Orang-orang yang punya gagasan, yang berani berpikir kritis, perlahan pergi.

Yang tersisa hanyalah mereka yang menunggu perintah, tanpa inisiatif dan tanpa semangat.

Ketika krisis datang, pemimpin semacam ini akan kebingungan. Tidak ada lagi yang berani memberi pandangan jujur. Ia dikelilingi oleh keheningan yang ia ciptakan sendiri.

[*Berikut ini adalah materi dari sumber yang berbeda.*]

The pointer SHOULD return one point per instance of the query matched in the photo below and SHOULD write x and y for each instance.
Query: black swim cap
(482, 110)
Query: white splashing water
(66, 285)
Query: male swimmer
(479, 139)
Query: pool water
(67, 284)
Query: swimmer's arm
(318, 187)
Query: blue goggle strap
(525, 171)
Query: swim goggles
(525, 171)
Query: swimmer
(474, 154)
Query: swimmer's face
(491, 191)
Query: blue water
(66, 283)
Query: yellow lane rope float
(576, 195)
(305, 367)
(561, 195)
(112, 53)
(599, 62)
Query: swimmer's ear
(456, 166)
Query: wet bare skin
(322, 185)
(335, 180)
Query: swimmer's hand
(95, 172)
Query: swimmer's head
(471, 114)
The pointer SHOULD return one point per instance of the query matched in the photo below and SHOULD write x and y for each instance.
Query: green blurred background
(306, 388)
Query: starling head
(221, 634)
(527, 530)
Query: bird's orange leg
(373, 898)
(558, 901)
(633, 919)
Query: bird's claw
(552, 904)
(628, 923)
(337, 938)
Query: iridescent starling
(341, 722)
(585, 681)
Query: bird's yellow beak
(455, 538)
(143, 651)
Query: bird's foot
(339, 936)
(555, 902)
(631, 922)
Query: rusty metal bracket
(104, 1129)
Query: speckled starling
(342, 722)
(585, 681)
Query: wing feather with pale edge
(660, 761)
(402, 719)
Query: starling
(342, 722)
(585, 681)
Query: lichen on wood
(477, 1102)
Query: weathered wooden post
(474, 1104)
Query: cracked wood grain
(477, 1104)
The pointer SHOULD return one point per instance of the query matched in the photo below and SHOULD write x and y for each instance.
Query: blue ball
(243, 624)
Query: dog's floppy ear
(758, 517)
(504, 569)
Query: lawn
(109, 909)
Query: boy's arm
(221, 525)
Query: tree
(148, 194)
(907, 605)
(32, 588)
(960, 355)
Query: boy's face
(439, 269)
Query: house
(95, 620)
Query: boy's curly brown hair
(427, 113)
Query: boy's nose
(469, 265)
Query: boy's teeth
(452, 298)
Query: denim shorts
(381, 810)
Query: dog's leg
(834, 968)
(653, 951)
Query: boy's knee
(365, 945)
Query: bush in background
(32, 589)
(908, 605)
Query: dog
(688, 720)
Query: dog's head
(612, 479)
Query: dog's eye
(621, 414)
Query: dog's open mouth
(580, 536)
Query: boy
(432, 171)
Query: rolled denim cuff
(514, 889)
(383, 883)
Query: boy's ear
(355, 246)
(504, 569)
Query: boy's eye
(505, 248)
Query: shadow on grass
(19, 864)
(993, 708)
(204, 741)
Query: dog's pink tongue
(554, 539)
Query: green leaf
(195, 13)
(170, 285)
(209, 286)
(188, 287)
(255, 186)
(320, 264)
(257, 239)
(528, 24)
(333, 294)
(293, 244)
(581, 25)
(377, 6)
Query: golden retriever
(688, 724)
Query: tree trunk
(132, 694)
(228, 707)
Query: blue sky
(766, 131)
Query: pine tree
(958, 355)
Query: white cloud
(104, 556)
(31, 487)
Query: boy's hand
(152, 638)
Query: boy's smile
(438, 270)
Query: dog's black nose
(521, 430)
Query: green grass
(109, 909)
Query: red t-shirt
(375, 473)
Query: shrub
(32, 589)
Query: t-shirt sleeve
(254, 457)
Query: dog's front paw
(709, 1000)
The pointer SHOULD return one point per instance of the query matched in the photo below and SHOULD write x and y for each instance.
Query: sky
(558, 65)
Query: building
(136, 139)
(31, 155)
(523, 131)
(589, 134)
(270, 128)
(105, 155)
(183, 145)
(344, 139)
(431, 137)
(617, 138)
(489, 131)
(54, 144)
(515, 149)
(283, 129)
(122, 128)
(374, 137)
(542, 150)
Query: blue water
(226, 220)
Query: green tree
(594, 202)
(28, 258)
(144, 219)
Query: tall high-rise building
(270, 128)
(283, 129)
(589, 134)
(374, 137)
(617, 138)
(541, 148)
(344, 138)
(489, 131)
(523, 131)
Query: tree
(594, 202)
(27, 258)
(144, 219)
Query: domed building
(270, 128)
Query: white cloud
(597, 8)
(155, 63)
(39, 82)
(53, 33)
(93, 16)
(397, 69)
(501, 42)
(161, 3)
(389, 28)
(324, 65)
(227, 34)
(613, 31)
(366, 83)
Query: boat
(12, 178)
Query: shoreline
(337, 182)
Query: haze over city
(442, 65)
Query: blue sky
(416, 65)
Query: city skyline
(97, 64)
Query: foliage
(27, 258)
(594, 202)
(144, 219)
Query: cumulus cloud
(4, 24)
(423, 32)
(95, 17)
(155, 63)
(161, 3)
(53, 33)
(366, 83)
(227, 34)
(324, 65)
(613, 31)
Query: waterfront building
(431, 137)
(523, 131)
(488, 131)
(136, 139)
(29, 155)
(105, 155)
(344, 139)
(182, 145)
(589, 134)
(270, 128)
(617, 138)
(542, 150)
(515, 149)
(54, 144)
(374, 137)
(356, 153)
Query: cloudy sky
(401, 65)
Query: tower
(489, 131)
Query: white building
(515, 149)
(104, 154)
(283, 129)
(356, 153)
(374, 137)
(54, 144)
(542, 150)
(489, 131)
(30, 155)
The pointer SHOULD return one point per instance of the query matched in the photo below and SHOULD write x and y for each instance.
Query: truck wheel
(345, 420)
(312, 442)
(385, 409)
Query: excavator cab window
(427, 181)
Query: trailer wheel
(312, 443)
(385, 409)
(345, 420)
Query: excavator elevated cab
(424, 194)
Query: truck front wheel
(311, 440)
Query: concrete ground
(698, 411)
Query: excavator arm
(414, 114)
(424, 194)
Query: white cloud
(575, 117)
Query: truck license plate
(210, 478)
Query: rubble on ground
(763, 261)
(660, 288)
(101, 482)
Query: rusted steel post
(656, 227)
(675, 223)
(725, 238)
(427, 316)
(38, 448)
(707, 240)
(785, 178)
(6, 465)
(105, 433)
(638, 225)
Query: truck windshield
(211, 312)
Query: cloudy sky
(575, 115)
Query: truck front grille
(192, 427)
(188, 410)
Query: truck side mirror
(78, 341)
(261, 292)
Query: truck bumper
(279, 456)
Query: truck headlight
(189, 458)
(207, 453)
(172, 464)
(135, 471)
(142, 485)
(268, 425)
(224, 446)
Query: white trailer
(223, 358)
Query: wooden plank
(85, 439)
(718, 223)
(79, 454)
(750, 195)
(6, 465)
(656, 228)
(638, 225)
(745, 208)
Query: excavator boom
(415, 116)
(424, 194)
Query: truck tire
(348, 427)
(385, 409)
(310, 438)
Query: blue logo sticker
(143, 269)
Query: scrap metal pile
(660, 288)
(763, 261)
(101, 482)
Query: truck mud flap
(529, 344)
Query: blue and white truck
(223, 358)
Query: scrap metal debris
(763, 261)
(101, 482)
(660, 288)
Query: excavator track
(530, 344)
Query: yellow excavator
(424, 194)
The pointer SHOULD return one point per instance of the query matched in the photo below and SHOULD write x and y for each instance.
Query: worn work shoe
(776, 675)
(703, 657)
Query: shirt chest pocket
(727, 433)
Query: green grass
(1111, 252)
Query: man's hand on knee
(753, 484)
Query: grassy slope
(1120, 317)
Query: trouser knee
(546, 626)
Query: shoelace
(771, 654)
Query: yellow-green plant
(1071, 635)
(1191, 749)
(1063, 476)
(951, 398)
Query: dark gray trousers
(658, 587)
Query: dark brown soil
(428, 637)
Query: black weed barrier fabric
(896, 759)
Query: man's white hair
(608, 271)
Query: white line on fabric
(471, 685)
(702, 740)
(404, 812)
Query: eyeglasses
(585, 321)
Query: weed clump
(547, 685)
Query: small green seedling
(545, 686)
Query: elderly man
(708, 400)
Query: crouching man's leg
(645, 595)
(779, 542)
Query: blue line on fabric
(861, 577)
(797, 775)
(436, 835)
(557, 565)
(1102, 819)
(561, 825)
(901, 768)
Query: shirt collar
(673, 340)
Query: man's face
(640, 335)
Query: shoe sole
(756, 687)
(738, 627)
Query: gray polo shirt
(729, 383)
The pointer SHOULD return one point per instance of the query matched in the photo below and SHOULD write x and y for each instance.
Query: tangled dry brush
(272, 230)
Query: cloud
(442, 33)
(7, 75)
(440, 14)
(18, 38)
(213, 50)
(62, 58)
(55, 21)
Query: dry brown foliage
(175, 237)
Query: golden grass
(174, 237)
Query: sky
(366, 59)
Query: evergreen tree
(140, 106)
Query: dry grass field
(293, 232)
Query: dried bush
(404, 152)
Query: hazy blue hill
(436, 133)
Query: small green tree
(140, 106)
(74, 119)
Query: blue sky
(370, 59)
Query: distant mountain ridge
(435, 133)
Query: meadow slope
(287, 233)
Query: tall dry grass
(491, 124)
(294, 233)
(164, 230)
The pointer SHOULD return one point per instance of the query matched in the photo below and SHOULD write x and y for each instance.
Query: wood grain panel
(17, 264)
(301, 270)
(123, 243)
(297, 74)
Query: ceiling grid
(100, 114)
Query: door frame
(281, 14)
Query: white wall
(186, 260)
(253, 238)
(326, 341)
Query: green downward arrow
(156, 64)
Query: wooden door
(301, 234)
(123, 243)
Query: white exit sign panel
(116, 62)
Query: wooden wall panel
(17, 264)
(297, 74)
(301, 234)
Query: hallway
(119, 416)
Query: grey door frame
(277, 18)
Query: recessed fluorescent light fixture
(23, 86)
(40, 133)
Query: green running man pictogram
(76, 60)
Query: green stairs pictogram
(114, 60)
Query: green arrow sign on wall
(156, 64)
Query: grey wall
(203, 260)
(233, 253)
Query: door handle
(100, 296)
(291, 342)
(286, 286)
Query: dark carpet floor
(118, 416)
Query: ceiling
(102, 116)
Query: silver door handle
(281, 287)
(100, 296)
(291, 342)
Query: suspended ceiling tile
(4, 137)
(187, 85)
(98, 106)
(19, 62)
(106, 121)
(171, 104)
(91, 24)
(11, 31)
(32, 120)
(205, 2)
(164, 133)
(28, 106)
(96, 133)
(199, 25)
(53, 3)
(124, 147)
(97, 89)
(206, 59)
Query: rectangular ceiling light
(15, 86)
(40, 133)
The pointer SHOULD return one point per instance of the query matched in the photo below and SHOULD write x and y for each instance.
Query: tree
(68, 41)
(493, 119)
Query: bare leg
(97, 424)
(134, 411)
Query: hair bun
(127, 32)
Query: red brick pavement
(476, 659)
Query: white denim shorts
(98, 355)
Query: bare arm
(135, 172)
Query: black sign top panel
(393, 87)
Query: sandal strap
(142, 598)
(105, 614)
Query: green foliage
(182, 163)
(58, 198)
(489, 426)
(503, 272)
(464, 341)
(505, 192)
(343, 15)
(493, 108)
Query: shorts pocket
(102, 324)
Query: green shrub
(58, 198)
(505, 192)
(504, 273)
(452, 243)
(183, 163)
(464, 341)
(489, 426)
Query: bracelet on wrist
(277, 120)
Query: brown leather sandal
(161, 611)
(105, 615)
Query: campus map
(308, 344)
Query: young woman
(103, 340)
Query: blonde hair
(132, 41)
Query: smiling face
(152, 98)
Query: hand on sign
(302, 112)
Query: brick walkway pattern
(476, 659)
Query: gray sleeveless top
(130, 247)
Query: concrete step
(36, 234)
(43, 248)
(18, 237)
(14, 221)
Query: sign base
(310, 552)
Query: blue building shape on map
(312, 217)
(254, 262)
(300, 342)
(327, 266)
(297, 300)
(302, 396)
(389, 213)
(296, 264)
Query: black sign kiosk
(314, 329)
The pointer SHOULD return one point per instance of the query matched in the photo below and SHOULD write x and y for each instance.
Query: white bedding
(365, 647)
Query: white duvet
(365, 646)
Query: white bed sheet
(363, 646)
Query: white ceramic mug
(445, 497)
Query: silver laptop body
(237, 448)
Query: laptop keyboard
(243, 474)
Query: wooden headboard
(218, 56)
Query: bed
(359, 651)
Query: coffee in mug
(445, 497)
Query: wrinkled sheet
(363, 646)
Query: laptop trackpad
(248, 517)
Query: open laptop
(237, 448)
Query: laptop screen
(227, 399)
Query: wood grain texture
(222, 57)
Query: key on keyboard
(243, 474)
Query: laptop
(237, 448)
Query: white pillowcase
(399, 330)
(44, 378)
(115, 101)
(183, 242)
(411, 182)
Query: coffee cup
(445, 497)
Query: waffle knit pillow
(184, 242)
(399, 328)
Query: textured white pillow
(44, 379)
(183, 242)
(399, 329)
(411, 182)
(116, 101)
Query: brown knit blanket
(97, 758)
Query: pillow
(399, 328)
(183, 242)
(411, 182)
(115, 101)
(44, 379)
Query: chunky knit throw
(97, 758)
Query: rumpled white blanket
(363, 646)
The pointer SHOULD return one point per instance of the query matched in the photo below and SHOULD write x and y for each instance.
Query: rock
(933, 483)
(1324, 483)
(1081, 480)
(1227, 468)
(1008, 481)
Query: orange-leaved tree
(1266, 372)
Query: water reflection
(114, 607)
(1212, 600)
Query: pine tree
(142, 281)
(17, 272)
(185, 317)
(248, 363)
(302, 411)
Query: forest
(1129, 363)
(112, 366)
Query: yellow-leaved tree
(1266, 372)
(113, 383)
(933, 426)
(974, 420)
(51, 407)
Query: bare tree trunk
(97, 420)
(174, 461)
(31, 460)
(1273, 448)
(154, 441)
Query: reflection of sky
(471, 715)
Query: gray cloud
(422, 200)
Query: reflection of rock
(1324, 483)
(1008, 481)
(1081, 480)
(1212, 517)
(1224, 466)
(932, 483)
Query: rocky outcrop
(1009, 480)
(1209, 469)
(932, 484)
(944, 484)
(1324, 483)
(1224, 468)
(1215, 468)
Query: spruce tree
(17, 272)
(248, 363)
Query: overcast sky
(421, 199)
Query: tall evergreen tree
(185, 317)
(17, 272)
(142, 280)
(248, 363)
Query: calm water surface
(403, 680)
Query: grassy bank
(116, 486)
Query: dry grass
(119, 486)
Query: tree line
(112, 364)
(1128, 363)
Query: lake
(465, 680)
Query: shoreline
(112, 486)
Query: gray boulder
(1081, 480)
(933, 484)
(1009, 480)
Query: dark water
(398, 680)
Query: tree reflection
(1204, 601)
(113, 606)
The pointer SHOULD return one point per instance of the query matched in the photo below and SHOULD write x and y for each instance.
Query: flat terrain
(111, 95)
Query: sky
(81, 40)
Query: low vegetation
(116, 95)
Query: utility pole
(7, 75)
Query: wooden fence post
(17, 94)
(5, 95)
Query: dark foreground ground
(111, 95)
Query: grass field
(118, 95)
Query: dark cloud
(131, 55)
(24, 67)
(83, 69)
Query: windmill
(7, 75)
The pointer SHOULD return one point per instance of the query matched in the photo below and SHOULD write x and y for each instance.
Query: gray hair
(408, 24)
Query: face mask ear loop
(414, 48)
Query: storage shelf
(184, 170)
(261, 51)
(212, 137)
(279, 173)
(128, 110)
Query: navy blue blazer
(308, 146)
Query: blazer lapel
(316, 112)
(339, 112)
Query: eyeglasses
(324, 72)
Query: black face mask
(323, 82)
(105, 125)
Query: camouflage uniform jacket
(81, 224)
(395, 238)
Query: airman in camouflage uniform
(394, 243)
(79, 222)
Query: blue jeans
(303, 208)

Dan di titik itu, lubang yang ia gali selama ini berubah menjadi kuburannya sendiri kuburan bagi reputasi, kepercayaan, dan masa depan organisasinya.

Menutup dengan Kesadaran

Tidak ada pemimpin yang sempurna. Namun pemimpin yang besar adalah mereka yang mau belajar dari kesalahan, termasuk dari kritik.

Mendengarkan kritik bukan berarti setuju dengan semua yang dikatakan, tetapi memberi ruang bagi kebenaran yang mungkin luput dari pandangan kita.

Pemimpin yang bijak tidak takut dikritik, karena ia tahu kritik adalah bentuk kepedulian.

Sebaliknya, pemimpin yang menolak kritik hanya membangun tembok kesombongan yang pada akhirnya menjauhkan dirinya dari kenyataan.

Dalam dunia yang berubah secepat sekarang, kemampuan menerima kritik bukan sekadar sikap, tapi strategi bertahan.

Karena pada akhirnya, organisasi yang tumbuh adalah organisasi yang berani mendengar bahkan ketika yang terdengar itu menyakitkan.

“Pemimpin sejati tidak mencari kesempurnaan, melainkan kebenaran. Dan kebenaran sering kali datang dari suara yang tak ingin kita dengar.”